Definition (Union): The union of sets A and B, denoted by A union B , is the set defined as

             A union B = { x | x in A or x in B }

Example 1: If A = {1, 2, 3} and B = {4, 5} ,  then A union B = {1, 2, 3, 4, 5} .

Example 2: If A = {1, 2, 3} and B = {1, 2, 4, 5} ,  then A union B = {1, 2, 3, 4, 5} .

Note that elements are not repeated in a set.

Definition (Intersection): The intersection of sets A and B, denoted by A intersection B , is the set defined as

             A intersection B = { x | x in A and x in B }

Example 3: If A = {1, 2, 3} and B = {1, 2, 4, 5} ,  then A intersection B = {1, 2} .

Example 4: If A = {1, 2, 3} and B = {4, 5} ,  then A intersection B = emptyset .

Definition (Difference): The difference of sets A from B , denoted by A - B (or A \ B), is the set defined as

             A - B = { x | x in A and x not in B }

Example 5: If A = {1, 2, 3} and B = {1, 2, 4, 5} ,  then A - B = {3} .

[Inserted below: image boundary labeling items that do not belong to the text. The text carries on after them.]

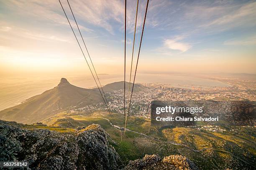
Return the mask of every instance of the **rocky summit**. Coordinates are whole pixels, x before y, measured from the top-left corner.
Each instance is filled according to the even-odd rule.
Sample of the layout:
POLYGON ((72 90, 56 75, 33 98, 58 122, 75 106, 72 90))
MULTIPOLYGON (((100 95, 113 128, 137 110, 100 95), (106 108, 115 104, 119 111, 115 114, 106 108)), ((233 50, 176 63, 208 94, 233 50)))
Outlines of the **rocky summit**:
POLYGON ((27 161, 31 170, 198 169, 179 155, 161 159, 146 155, 125 166, 100 125, 79 128, 58 132, 41 123, 23 125, 0 120, 0 161, 27 161))
POLYGON ((0 120, 0 161, 26 161, 37 170, 116 170, 122 165, 99 125, 66 134, 22 126, 0 120))

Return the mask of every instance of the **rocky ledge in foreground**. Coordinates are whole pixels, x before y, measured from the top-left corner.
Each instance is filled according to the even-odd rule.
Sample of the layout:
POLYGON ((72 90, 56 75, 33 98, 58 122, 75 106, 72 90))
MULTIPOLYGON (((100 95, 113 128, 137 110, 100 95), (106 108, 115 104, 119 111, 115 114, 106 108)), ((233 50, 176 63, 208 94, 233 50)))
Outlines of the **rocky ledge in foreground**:
POLYGON ((0 120, 0 161, 26 161, 29 169, 37 170, 116 170, 122 166, 99 125, 67 133, 23 126, 0 120))
MULTIPOLYGON (((69 129, 71 131, 69 132, 46 129, 52 128, 41 123, 25 125, 0 120, 0 161, 27 161, 29 164, 28 169, 32 170, 115 170, 123 168, 118 154, 108 143, 108 135, 99 125, 69 129), (44 129, 38 129, 37 125, 44 129)), ((198 168, 181 155, 161 159, 155 155, 146 155, 143 159, 130 161, 123 170, 198 168)))
POLYGON ((146 155, 142 159, 130 161, 124 170, 198 170, 189 160, 180 155, 173 155, 163 159, 156 155, 146 155))

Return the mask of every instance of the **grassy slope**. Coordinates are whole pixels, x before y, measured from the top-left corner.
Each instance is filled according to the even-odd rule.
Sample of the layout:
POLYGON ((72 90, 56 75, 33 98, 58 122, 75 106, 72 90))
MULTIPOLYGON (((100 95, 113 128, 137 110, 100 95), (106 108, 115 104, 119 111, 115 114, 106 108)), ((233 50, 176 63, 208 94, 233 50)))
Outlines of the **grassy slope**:
MULTIPOLYGON (((117 124, 123 126, 123 115, 114 113, 117 124)), ((111 117, 105 112, 95 112, 91 115, 84 115, 82 113, 77 115, 60 113, 57 117, 45 120, 48 125, 56 125, 54 122, 65 126, 67 118, 73 120, 68 122, 74 125, 82 125, 87 126, 92 123, 100 124, 113 139, 110 142, 114 147, 124 162, 142 158, 145 154, 158 154, 161 156, 173 154, 180 154, 187 157, 194 162, 202 169, 223 169, 224 167, 232 168, 237 165, 242 167, 248 165, 239 159, 253 165, 255 161, 255 128, 247 127, 226 127, 227 132, 211 132, 205 130, 199 130, 192 127, 174 127, 161 129, 159 127, 152 127, 148 120, 137 118, 129 118, 127 128, 131 130, 142 132, 156 139, 146 137, 134 132, 126 131, 121 142, 121 133, 118 130, 110 125, 106 120, 99 117, 111 119, 111 117), (61 122, 63 119, 65 120, 61 122), (231 130, 235 129, 234 132, 231 130), (206 150, 202 152, 195 152, 183 146, 174 145, 164 141, 183 144, 194 150, 203 148, 213 148, 219 150, 206 150), (225 152, 229 152, 236 157, 225 152), (236 157, 238 157, 237 158, 236 157)), ((35 128, 33 126, 33 128, 35 128)), ((72 128, 60 128, 38 125, 36 128, 48 128, 61 132, 72 132, 72 128)))

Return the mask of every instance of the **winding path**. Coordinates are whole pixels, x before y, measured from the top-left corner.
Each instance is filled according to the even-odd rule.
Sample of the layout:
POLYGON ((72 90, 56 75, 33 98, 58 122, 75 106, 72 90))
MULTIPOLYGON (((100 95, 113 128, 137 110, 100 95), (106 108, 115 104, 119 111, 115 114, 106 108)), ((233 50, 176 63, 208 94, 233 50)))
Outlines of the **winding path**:
MULTIPOLYGON (((86 118, 86 116, 83 116, 82 115, 79 115, 79 116, 82 116, 82 117, 84 117, 85 118, 86 118)), ((110 120, 106 118, 102 118, 102 117, 92 117, 92 118, 100 118, 102 119, 105 119, 105 120, 108 120, 108 121, 110 123, 110 125, 112 126, 113 126, 114 128, 115 128, 116 129, 118 129, 118 130, 123 130, 124 128, 120 128, 119 126, 117 125, 113 125, 112 124, 112 123, 111 123, 111 122, 110 121, 110 120)), ((233 153, 232 153, 231 152, 230 152, 228 151, 227 151, 225 150, 219 150, 219 149, 215 149, 212 148, 205 148, 200 150, 195 150, 194 149, 192 149, 190 147, 189 147, 189 146, 184 145, 184 144, 181 144, 181 143, 175 143, 174 142, 170 142, 170 141, 162 141, 161 140, 159 139, 156 139, 155 138, 153 138, 151 136, 150 136, 148 135, 147 135, 146 134, 144 134, 144 133, 140 133, 139 132, 136 132, 132 130, 130 130, 130 129, 126 128, 125 129, 126 130, 129 131, 129 132, 131 132, 133 133, 137 133, 138 134, 139 134, 140 135, 141 135, 142 136, 145 136, 146 138, 149 138, 151 139, 152 139, 153 140, 156 140, 158 141, 159 141, 159 142, 165 142, 165 143, 169 143, 172 145, 179 145, 179 146, 183 146, 185 148, 187 148, 189 149, 190 150, 193 150, 194 152, 202 152, 203 151, 205 150, 216 150, 217 151, 219 151, 219 152, 225 152, 225 153, 228 153, 229 154, 230 154, 231 155, 232 155, 232 156, 233 156, 234 158, 236 158, 237 159, 241 160, 241 161, 243 162, 245 162, 245 163, 248 164, 249 165, 250 165, 250 166, 252 166, 254 168, 255 168, 256 169, 256 167, 255 167, 255 166, 253 165, 251 165, 248 162, 247 162, 246 161, 244 160, 242 160, 242 159, 240 158, 237 157, 237 156, 236 156, 235 155, 234 155, 234 154, 233 154, 233 153)))

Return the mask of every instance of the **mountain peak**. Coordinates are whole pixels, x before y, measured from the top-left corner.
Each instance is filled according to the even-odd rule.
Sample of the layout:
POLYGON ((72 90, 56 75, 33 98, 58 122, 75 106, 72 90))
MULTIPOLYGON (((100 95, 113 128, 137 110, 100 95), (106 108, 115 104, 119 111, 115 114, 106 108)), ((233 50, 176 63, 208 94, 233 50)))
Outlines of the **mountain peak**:
POLYGON ((61 81, 59 83, 59 85, 58 85, 59 86, 60 85, 65 85, 67 83, 69 84, 69 82, 65 78, 61 78, 61 81))

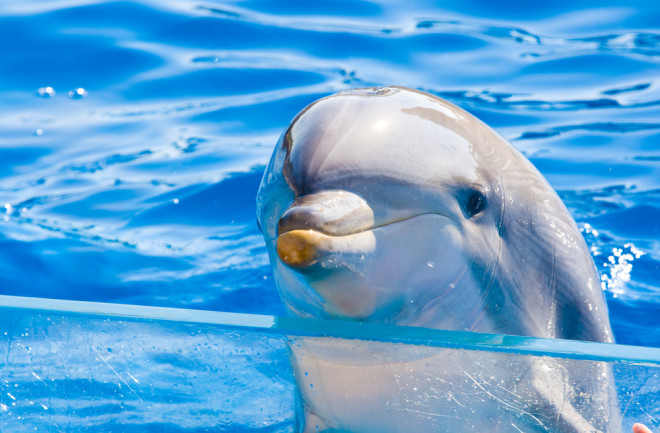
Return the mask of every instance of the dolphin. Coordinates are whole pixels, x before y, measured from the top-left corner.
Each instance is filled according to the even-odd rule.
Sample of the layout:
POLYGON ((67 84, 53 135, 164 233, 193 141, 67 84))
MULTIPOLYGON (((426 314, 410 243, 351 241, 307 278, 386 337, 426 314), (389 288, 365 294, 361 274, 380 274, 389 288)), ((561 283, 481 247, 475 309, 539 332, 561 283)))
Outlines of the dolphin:
MULTIPOLYGON (((356 89, 303 109, 266 168, 257 220, 291 315, 613 342, 600 278, 557 194, 490 127, 431 94, 403 87, 356 89)), ((323 345, 313 339, 292 345, 304 431, 394 432, 413 425, 414 431, 442 431, 428 413, 406 425, 396 422, 401 414, 388 418, 391 405, 382 395, 394 392, 393 378, 410 371, 453 379, 414 387, 404 393, 406 401, 412 394, 451 394, 465 382, 470 387, 464 396, 475 390, 493 395, 484 381, 466 379, 489 369, 457 370, 461 363, 454 352, 417 349, 419 355, 404 361, 383 364, 377 357, 370 364, 357 357, 347 361, 355 348, 344 353, 323 345), (309 391, 311 376, 325 391, 318 386, 309 391), (365 387, 372 392, 352 399, 347 387, 364 377, 371 385, 360 392, 365 387), (358 422, 362 414, 372 421, 358 422)), ((533 410, 556 413, 557 431, 608 431, 615 424, 598 421, 616 418, 611 372, 602 363, 584 367, 533 359, 524 364, 520 368, 531 377, 526 400, 536 401, 533 410), (585 414, 570 391, 549 384, 551 372, 570 383, 588 381, 584 389, 594 401, 600 399, 600 409, 585 414)), ((510 363, 495 370, 513 380, 510 363)), ((457 403, 476 404, 465 398, 457 403)), ((502 406, 501 399, 485 400, 502 406)), ((515 407, 522 412, 512 411, 516 420, 532 410, 521 404, 515 407)), ((451 410, 442 404, 433 414, 448 416, 451 410)), ((509 424, 517 429, 512 431, 522 425, 509 424)), ((539 421, 534 428, 547 431, 550 424, 539 421)))

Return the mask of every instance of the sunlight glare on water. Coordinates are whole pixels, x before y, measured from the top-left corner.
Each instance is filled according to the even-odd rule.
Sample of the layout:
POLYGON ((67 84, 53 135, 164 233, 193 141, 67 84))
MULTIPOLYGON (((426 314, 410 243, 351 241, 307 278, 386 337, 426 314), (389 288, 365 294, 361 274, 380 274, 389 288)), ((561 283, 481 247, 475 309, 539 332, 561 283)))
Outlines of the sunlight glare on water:
POLYGON ((621 343, 660 346, 660 6, 10 1, 2 294, 284 314, 255 224, 279 135, 396 84, 491 125, 583 228, 621 343))

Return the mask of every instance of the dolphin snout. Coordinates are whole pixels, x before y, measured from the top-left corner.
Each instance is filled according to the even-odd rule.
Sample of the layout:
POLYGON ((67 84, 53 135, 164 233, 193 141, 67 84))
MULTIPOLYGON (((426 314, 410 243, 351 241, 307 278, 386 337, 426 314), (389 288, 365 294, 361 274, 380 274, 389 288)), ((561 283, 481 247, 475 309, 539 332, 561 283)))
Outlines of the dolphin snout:
POLYGON ((297 198, 280 218, 277 231, 316 230, 342 236, 370 229, 373 224, 374 213, 362 197, 332 190, 297 198))
POLYGON ((374 214, 367 202, 348 191, 323 191, 299 197, 278 222, 277 255, 296 270, 320 262, 332 267, 342 258, 373 251, 374 214), (334 261, 333 261, 334 258, 334 261))

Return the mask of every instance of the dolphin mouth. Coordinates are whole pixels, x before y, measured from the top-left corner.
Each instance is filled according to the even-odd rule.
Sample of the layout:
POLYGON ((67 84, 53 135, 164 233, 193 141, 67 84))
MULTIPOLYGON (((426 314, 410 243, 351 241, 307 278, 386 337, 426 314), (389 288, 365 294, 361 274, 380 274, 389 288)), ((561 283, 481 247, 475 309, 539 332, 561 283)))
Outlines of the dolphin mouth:
MULTIPOLYGON (((352 231, 344 230, 341 233, 328 233, 323 228, 310 227, 310 224, 299 228, 288 224, 287 230, 280 232, 276 239, 276 250, 280 260, 287 266, 304 271, 315 267, 319 262, 330 257, 329 263, 341 263, 338 256, 347 257, 364 256, 376 249, 375 230, 391 227, 422 215, 437 215, 437 213, 420 213, 393 221, 372 224, 369 227, 356 226, 352 231), (335 256, 333 261, 332 257, 335 256)), ((325 266, 327 267, 327 266, 325 266)))

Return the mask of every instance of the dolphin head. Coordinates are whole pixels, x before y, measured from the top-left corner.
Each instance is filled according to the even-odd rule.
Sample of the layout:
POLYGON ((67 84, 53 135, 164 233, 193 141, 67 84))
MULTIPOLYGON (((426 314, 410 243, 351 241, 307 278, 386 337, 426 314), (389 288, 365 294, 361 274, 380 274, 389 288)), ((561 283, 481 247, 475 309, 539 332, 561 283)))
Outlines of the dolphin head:
MULTIPOLYGON (((305 108, 257 199, 292 314, 555 336, 557 313, 539 311, 557 296, 527 308, 504 263, 525 258, 516 242, 544 210, 543 227, 568 225, 575 237, 554 191, 504 139, 460 108, 400 87, 340 92, 305 108), (520 329, 520 320, 532 323, 520 329)), ((557 236, 539 232, 551 246, 528 258, 530 272, 556 262, 542 256, 554 254, 557 236)), ((530 290, 546 293, 545 274, 528 276, 543 277, 530 290)))

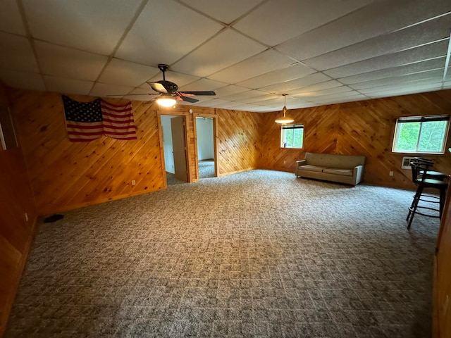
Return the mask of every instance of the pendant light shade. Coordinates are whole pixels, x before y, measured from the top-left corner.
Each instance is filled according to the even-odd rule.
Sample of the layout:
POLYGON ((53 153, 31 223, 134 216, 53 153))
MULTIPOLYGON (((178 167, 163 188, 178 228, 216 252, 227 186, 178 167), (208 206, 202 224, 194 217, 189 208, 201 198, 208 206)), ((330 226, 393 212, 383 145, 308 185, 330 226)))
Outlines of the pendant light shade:
POLYGON ((283 109, 282 109, 282 111, 283 112, 283 117, 281 118, 278 118, 276 120, 276 123, 280 123, 281 125, 285 125, 287 123, 291 123, 292 122, 293 122, 295 120, 295 119, 293 118, 291 118, 290 116, 287 116, 286 113, 287 113, 287 105, 286 105, 286 101, 287 101, 287 95, 286 94, 283 94, 283 109))

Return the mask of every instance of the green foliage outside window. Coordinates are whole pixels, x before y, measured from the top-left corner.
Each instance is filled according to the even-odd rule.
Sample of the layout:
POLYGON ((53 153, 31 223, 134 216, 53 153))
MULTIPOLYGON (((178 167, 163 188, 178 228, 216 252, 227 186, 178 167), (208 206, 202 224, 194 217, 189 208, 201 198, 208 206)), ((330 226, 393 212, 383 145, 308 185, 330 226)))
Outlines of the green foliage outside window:
POLYGON ((282 148, 302 148, 304 126, 288 125, 282 126, 280 146, 282 148))
POLYGON ((393 151, 402 153, 443 153, 446 133, 448 129, 447 119, 437 118, 411 118, 397 123, 393 142, 393 151))

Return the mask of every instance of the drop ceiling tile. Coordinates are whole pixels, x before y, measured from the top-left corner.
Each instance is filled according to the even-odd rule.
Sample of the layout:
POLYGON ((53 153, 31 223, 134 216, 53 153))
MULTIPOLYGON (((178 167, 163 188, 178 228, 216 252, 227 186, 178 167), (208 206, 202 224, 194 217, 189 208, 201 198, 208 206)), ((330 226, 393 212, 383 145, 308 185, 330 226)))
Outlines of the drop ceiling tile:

Example 6: If A = {1, 2, 3} and B = {4, 5} ,  then A - B = {1, 2, 3} .

Note that in general A - B not equals B - A

Definition (ordered pair): An ordered pair is a pair of objects with an order associated with them.
If objects are represented by x and y, then we write the ordered pair as (x, y).

Two ordered pairs (a, b) and (c, d) are equal if and only if a = c and b = d. For example the ordered pair (1, 2) is not equal to the ordered pair (2, 1).

Definition (Cartesian product): The set of all ordered pairs (a, b), where a is an element of A and b is an element of B, is called the Cartesian product of A and B and is denoted by A cross B.
Example 1: Let A = {1, 2, 3} and B = {a, b}. Then
A cross B = {(1, a), (1, b), (2, a), (2, b), (3, a), (3, b)} .

Example 2: For the same A and B as in Example 1,
B cross A = {(a, 1), (a, 2), (a, 3), (b, 1), (b, 2), (b, 3)} .

As you can see in these examples, in general, A cross B not equals B cross A unless A = emptyset , B = emptyset or A = B.
Note that A cross emptyset = emptyset cross A = emptyset because there is no element in emptyset to form ordered pairs with elements of A.

The concept of Cartesian product can be extended to that of more than two sets. First we are going to define the concept of ordered n-tuple.

Definition (ordered n-tuple): An ordered n-tuple is a set of n objects with an order associated with them . If n objects are represented by x1, x2, ..., xn, then we write the ordered n-tuple as (x1, x2, ..., xn) .

Definition (Cartesian product): Let A1, ..., An be n sets. Then the set of all ordered n-tuples (x1, ..., xn) , where xi in Ai for all i, 1 less or equal i less or equal n , is called the Cartesian product of A1, ..., An, and is denoted by A1 cross ... cross An .

Example 3:
Let A = {1, 2}, B = {a, b} and C = {5, 6}. Then
A cross B cross C = {(1, a, 5), (1, a, 6), (1, b, 5), (1, b, 6), (2, a, 5), (2, a, 6), (2, b, 5), (2, b, 6)} .

Definition (equality of n-tuples): Two ordered n-tuples (x1, ..., xn) and (y1, ..., yn) are equal if and only if xi = yi for all i, 1 less or equal i less or equal n .
For example the ordered 3-tuple (1, 2, 3) is not equal to the ordered n-tuple (2, 3, 1).

Definition (binary relation):
A binary relation from a set A to a set B is a set of ordered pairs (a, b) where a is an element of A and b is an element of B.
When an ordered pair (a, b) is in a relation R, we write a R b, or (a, b) in R. It means that element a is related to element b in relation R.
When A = B, we call a relation from A to B a (binary) relation on A .

Examples:
If A = {1, 2, 3} and B = {4, 5}, then {(1, 4), (2, 5), (3, 5)}, for example, is a binary relation from A to B.
However, {(1, 1), (1, 4), (3, 5)} is not a binary relation from A to B because 1 is not in B.
The parent-child relation is a binary relation on the set of people. (John, John Jr.), for example, is an element of the parent-child relation if John is the father of John Jr.